I spent about a week working over most of the code, substantially growing the program in the process. The result is faster and more convenient, but it is also a lot more than that. The old update process had a lot of limitations; for example, it didn't really notice if updating one machine had problems, and if updating one machine hung there was no way to go see what was going on and maybe rescue the situation. The new program fixes these issues. This makes it substantially more complicated, but also much more useful (and less dangerous). There are a whole host of things we can do now because I got annoyed enough at the state of affairs to do something that wasn't strictly sensible (and then carry on further).
There's two lessons I draw from this.
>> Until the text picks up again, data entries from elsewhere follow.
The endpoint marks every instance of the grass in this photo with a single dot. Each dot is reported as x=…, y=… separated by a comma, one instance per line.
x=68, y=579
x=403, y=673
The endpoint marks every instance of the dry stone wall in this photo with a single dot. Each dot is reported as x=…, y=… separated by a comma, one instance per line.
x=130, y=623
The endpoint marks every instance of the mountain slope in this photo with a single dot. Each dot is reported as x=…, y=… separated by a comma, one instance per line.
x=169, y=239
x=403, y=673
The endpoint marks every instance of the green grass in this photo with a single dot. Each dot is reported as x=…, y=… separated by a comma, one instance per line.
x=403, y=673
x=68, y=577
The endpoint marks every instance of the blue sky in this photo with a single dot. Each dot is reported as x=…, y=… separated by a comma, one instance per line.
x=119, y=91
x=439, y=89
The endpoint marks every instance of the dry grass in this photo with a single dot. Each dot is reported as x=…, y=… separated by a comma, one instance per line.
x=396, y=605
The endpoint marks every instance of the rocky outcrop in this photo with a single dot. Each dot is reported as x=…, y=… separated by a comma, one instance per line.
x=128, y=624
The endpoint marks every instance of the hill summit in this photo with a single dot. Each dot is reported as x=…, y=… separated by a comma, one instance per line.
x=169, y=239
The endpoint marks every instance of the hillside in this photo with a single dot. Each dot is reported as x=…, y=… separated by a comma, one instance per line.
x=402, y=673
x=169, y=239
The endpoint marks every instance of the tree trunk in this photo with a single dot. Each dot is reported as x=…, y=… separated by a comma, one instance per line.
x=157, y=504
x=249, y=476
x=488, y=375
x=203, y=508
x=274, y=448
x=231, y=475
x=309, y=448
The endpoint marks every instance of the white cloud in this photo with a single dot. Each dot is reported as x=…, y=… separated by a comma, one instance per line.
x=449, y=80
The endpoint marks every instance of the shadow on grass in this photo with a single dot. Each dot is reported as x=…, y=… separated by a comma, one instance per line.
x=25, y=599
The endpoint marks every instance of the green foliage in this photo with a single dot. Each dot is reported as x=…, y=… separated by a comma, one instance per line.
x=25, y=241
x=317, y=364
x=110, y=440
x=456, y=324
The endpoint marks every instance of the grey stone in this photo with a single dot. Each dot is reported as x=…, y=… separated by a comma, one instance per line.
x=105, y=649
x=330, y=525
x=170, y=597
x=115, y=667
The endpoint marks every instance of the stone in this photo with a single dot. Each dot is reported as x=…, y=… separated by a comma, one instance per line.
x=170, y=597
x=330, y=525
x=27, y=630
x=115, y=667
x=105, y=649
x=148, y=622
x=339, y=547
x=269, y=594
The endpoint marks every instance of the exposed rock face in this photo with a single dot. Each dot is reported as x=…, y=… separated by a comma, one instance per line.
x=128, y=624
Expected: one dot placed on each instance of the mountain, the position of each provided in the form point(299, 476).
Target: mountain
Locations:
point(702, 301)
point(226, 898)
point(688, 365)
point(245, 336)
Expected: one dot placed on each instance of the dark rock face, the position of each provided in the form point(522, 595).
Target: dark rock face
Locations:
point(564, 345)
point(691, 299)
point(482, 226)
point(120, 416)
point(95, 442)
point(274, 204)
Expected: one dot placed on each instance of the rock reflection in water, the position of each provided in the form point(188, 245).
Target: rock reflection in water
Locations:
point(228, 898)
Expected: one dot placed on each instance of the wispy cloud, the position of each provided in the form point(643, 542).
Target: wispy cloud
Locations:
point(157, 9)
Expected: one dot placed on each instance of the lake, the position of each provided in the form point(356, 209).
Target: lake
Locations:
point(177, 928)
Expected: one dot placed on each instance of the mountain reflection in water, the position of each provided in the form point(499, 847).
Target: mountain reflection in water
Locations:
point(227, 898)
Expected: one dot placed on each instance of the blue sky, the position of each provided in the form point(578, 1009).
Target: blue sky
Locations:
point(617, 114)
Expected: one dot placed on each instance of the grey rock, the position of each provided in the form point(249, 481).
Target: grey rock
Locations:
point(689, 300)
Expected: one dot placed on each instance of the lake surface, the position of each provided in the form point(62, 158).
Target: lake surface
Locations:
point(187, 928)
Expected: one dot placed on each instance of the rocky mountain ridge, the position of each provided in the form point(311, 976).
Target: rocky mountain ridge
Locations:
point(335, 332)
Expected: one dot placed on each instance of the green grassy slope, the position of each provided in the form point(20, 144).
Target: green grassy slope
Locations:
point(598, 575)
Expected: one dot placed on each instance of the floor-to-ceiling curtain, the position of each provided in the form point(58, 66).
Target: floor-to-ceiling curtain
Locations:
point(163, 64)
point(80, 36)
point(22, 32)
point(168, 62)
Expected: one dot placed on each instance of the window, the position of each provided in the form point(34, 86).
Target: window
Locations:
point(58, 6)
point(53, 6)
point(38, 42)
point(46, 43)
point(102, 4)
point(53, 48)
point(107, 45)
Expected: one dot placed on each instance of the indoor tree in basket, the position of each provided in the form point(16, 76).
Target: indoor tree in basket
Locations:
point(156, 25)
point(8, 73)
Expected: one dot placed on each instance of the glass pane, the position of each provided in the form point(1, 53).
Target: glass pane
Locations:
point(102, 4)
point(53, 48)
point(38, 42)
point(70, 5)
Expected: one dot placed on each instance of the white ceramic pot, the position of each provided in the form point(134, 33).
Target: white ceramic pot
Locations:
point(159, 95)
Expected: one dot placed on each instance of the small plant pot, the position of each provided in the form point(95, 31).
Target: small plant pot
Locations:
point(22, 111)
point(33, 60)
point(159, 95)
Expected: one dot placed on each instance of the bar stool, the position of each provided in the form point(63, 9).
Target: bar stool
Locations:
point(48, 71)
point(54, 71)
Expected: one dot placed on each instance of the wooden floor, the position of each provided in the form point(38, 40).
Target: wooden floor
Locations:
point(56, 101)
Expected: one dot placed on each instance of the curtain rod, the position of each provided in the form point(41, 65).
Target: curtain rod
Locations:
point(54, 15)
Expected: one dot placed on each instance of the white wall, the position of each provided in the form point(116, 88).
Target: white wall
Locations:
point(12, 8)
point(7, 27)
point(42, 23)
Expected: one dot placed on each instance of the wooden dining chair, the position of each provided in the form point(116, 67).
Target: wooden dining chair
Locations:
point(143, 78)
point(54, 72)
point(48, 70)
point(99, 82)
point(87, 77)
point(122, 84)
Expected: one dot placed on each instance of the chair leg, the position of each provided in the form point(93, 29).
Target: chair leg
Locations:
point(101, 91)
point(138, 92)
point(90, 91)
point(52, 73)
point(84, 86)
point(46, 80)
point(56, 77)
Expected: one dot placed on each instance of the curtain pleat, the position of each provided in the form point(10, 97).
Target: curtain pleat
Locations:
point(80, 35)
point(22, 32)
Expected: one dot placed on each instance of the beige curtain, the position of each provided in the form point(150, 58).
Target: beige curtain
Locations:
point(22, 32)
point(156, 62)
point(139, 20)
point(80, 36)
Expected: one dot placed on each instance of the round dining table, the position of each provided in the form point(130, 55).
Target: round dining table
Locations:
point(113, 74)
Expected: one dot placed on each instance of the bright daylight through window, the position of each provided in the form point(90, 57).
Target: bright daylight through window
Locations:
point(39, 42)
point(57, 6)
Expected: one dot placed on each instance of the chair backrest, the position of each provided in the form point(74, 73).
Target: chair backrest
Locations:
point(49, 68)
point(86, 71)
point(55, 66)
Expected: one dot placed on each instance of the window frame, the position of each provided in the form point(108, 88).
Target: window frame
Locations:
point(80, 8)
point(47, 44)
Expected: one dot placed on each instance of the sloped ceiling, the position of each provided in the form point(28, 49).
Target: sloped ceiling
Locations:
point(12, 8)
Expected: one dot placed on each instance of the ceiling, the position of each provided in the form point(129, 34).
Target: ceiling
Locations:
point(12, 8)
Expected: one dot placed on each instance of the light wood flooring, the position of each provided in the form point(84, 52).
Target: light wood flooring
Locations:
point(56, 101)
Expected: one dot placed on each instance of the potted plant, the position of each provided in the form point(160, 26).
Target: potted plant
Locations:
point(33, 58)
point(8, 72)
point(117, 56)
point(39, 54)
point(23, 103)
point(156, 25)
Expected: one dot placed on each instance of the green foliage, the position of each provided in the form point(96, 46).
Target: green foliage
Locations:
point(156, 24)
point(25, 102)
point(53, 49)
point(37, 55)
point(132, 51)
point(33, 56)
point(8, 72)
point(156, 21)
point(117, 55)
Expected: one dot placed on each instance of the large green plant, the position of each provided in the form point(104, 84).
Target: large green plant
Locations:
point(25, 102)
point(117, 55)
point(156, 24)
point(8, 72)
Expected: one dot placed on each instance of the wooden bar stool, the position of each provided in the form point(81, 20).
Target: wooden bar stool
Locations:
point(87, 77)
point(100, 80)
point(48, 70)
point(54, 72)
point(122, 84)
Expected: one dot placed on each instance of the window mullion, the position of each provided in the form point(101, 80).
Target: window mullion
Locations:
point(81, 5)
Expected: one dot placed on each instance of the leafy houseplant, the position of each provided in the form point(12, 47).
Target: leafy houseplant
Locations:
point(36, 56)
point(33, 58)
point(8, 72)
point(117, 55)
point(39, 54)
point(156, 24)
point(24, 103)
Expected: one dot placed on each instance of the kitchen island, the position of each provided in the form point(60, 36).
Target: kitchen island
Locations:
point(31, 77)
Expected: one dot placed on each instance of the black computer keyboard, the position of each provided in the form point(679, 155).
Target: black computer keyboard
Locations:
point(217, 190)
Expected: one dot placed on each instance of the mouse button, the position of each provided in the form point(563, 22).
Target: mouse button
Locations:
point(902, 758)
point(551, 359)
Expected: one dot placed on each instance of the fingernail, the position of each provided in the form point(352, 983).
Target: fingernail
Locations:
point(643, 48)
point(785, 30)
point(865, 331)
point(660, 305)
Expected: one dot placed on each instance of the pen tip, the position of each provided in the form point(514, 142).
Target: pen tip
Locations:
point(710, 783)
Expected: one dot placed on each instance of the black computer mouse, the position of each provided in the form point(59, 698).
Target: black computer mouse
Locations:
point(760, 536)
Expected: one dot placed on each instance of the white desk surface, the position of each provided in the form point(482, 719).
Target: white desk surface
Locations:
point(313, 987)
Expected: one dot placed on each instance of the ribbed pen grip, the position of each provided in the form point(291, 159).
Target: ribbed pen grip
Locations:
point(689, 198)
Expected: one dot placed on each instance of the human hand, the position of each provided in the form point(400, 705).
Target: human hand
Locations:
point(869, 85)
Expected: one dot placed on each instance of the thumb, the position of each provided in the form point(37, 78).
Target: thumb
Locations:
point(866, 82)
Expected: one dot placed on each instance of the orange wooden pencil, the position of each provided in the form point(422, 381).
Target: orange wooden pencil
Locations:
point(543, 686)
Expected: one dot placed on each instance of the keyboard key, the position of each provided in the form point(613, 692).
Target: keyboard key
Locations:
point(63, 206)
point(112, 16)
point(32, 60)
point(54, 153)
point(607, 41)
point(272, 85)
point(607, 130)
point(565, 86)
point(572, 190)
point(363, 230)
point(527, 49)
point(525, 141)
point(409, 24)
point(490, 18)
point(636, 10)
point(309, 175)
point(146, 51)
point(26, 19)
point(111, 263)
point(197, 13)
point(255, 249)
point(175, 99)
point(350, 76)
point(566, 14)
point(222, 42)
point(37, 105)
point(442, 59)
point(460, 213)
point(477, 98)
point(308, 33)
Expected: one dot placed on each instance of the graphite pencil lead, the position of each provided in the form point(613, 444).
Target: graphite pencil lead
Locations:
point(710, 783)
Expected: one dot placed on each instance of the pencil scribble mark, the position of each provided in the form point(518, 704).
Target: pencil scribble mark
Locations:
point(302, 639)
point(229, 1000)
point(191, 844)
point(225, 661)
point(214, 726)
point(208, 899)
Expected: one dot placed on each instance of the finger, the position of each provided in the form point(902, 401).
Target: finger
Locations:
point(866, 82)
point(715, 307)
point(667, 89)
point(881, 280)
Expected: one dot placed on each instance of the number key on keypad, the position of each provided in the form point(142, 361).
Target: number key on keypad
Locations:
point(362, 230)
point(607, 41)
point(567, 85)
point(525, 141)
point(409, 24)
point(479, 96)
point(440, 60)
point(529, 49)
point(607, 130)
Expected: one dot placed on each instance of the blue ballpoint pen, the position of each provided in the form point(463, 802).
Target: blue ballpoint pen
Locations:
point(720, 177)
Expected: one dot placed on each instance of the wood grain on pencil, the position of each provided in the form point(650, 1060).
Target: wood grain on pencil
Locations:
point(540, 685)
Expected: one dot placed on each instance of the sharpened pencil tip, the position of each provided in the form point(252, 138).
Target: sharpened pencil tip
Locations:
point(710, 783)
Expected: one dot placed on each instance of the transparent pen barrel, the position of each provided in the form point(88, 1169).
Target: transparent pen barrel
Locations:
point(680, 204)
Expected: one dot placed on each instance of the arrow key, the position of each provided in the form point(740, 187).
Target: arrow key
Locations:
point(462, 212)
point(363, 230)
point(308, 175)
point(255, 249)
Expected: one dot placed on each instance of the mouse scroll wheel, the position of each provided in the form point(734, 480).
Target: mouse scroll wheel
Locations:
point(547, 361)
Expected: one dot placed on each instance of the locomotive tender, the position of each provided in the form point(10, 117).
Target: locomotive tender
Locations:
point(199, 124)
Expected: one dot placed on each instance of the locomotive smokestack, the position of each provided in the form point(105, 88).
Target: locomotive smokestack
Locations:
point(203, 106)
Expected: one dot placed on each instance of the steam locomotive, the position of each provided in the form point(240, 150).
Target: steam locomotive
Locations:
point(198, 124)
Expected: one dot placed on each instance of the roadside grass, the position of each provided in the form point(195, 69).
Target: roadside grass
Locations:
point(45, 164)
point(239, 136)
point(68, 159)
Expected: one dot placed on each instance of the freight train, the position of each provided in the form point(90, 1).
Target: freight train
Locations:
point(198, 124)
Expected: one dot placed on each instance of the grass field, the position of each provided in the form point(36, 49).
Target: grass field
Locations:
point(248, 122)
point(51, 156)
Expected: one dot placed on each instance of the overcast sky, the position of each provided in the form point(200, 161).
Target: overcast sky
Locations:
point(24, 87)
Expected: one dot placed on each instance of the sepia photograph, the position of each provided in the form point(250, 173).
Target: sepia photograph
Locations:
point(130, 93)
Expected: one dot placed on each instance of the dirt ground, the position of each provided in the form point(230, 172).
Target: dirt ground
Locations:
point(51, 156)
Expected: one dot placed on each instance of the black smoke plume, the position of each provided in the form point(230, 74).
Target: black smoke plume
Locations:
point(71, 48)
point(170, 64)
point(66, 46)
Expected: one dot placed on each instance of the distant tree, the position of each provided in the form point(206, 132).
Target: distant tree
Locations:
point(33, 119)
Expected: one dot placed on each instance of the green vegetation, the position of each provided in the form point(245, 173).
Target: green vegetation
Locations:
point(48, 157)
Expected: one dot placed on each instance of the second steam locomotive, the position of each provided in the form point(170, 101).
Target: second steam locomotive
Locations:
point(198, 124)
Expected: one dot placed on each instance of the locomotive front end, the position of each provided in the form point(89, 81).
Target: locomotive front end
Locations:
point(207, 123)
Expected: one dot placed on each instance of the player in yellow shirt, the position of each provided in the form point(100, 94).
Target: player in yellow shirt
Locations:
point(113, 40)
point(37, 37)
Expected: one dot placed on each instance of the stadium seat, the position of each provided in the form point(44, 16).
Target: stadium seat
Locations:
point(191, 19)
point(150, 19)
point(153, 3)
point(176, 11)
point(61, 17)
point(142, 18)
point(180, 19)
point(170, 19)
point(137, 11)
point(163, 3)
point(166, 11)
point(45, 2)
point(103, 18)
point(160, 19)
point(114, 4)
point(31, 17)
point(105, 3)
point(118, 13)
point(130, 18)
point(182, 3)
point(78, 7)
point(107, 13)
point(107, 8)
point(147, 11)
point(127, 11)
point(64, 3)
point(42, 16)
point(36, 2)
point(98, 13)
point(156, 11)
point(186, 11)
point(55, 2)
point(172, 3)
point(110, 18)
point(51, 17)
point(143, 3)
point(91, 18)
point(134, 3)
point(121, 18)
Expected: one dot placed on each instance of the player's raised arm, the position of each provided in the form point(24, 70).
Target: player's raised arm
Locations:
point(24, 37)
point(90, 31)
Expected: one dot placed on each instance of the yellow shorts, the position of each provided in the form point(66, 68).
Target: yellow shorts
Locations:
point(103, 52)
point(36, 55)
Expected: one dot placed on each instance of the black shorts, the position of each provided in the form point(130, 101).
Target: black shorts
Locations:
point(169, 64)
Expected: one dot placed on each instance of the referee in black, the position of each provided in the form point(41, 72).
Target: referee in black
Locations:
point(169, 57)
The first is that sometimes writing the code is the right answer after all. To put it one way, not everything that feels good is a bad idea. The second is that I actually should have done this years ago. This problem and its parade of irritations and workarounds is not new; we've been annoyed at the hassles of Ubuntu updates probably for as long as we've been running Ubuntu machines, and there's nothing in my code that couldn't have been done years ago. Had I done this coding much earlier, well, we could have been enjoying its improvements for quite some time by now.
(The meta-lesson here is that the earlier you make a change or an improvement with a likely long lifetime, the higher your payoff is. From the start we were pretty certain we'd be running Ubuntu machines for a long time to come, so clearly we could have forecast that a good update handling program had a big potential long-term payoff.)